Spread Btp-Bund continua il rialzo a 68 punti, perché investire ora nei titoli italiani

Continua la traiettoria di rialzo dello spread tra Btp italiani e Bund tedeschi iniziata a fine anno: i rendimenti dei titoli di Stato stanno aumentando tra le tensioni internazionali

Foto di Matteo Runchi

Matteo Runchi

Editor esperto di economia e attualità

Redattore esperto di tecnologia e esteri, scrive di attualità, cronaca ed economia

Pubblicato:

L’inizio della prima settimana intera dell’anno non inverte la traiettoria che lo spread tra Btp e Bund ha intrapreso alla fine dell’anno. Continua infatti il moderato rimbalzo del differenziale tra i titoli di Stato italiani e quelli tedeschi, che si porta a 68 punti, livelli che non si vedevano dall’inizio del mese di dicembre del 2025.

Questo avviene nonostante i rendimenti dei titoli tedeschi siano in rialzo. Corrono quindi i Btp italiani, sotto pressione anche a causa delle tensioni internazionali provocate dall’attacco degli Stati Uniti in Venezuela che ha portato alla cattura del presidente del Paese Nicolas Maduro. Reggono invece i rendimenti spagnoli, mentre la Francia prosegue la sua ripresa dal periodo di instabilità politica degli ultimi mesi.

Torna a crescere lo spread

Dopo mesi di calo consecutivi, il differenziale tra Btp e Bund tedeschi sembra aver intrapreso una nuova traiettoria di rialzo. Dopo il minimo raggiunto lunedì 29 dicembre 2025, a 63,4 punti base, il differenziale ha inanellato una serie di giornate negative che non si vedevano almeno dalla metà di novembre, quando le incertezze sulla Manovra avevano spaventato i mercati.

In apertura lo spread ha toccato i 68 punti base, in aumento dello 0,39% rispetto all’ultima chiusura, risalente al 2 gennaio, la prima del 2026. Un risultato dovuto soprattutto alla crescita dei rendimenti dei Btp a 10 anni, che si portano a una media di +3,58%. L’aumento del differenziale è stato limitato dalla leggera crescita degli interessi sui Bund tedeschi, che hanno superato quota 2,90%.
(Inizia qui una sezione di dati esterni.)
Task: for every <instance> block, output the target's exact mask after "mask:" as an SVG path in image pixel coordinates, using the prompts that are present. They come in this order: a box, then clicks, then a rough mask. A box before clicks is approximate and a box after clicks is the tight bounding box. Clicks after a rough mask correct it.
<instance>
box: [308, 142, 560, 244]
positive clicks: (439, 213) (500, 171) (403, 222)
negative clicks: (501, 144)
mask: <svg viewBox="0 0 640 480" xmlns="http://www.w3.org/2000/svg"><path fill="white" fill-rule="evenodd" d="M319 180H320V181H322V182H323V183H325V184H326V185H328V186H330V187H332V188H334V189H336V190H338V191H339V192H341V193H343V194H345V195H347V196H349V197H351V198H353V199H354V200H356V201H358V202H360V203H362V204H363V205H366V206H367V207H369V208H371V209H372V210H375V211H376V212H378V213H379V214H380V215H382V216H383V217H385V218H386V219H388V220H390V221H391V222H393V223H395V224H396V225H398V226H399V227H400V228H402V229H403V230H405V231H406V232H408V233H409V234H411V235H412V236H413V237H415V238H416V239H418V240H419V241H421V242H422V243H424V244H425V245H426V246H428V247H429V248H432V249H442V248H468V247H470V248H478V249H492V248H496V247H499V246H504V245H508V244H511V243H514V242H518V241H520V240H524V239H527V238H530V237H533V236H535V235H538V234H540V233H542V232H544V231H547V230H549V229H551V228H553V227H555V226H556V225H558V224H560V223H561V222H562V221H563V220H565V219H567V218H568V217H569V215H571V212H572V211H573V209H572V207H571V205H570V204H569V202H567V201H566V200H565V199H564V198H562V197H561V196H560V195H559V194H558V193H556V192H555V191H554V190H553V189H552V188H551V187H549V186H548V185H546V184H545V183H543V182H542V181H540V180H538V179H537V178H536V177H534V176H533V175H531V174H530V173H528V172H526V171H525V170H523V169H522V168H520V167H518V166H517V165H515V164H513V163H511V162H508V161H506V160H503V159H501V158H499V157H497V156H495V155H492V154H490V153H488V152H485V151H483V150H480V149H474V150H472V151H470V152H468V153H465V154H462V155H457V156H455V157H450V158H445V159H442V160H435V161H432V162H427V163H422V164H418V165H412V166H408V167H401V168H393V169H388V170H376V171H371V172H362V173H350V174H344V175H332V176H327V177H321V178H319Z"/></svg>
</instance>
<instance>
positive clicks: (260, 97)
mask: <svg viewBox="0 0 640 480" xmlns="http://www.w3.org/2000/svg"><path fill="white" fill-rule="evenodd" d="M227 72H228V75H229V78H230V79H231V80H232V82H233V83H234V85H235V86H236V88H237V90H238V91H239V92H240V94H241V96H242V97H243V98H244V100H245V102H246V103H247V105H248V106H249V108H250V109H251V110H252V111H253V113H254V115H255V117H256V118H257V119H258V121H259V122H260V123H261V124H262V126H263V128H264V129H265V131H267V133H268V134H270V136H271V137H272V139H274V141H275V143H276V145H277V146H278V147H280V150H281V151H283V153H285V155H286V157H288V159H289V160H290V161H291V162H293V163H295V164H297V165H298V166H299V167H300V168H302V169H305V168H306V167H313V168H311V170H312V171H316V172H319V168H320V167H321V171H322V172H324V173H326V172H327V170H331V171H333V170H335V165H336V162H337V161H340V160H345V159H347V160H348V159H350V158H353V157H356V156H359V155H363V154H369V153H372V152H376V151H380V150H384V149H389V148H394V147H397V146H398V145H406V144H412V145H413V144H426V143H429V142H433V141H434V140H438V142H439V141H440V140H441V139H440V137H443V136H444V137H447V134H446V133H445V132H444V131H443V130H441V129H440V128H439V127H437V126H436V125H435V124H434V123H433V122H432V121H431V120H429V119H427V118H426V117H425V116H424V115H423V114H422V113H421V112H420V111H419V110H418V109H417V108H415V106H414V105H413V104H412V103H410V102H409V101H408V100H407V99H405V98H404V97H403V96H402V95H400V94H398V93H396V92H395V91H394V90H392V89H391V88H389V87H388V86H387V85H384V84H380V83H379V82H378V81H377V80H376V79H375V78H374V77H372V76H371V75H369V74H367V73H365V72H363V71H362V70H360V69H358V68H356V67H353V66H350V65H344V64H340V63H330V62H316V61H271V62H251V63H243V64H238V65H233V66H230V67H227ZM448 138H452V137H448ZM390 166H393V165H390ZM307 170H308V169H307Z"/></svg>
Francia verso il pareggio con l’Italia, Spagna lontana

A differenza dell’Italia, gli altri maggiori Paesi europei hanno approfittato della debolezza dei titoli di Stato tedeschi per ridurre il loro spread. In apertura, i Bonos spagnoli hanno raggiunto un differenziale di appena 44 punti base, in calo dell’1%, con un rendimento del 3,34%. A differenza dei titoli italiani, quelli iberici si sono mantenuti stabili a cavallo di Capodanno.

Continua il calo anche degli Oat francesi. Dopo un lungo periodo di instabilità politica, il parlamento di Parigi sembra aver trovato un equilibrio che potrebbe consentire al governo di approvare il bilancio dello Stato. Tra picchi e discese, il rendimento dei titoli di Stato della Francia sta lentamente tornando sotto controllo. Lo spread è a 71, in lieve calo e diretto verso il pareggio con quello italiano.

Perché investire nei titoli di Stato italiani

Le tensioni internazionali hanno riportato lo spread italiano a livelli che non si vedevano da metà dicembre. Le paure legate soprattutto al ruolo degli Stati Uniti e all’imprevedibilità delle azioni di Trump dopo la cattura del presidente del Venezuela Nicolas Maduro si sono riflesse sui mercati finanziari, che temono possibili conseguenze sulla reputazione degli Usa.

L’Italia rimane però molto distante da questi pericoli, mantenendo un ruolo di cauto sostegno nei confronti degli Stati Uniti. Per questa ragione, il recente aumento dei rendimenti non causa particolare preoccupazione ed è in linea con altri picchi dei mesi passati, che non hanno compromesso la traiettoria discendente che il differenziale tra Btp e Bund ha intrapreso da aprile.

Una crescita dei rendimenti, al contrario, può potenzialmente rendere più appetibili i Btp per gli investitori che sono disposti a sobbarcarsi l’onere di un minimo aumento del rischio.

Le indicazioni contenute in questo articolo hanno uno scopo esclusivamente informativo, possono essere modificate in qualsiasi momento e non intendono in alcun modo sostituire la consulenza finanziaria con figure professionali specializzate. QuiFinanza non offre servizi di consulenza finanziaria, di advisory o di intermediazione e non si assume alcuna responsabilità in relazione a ogni utilizzo delle informazioni qui riportate.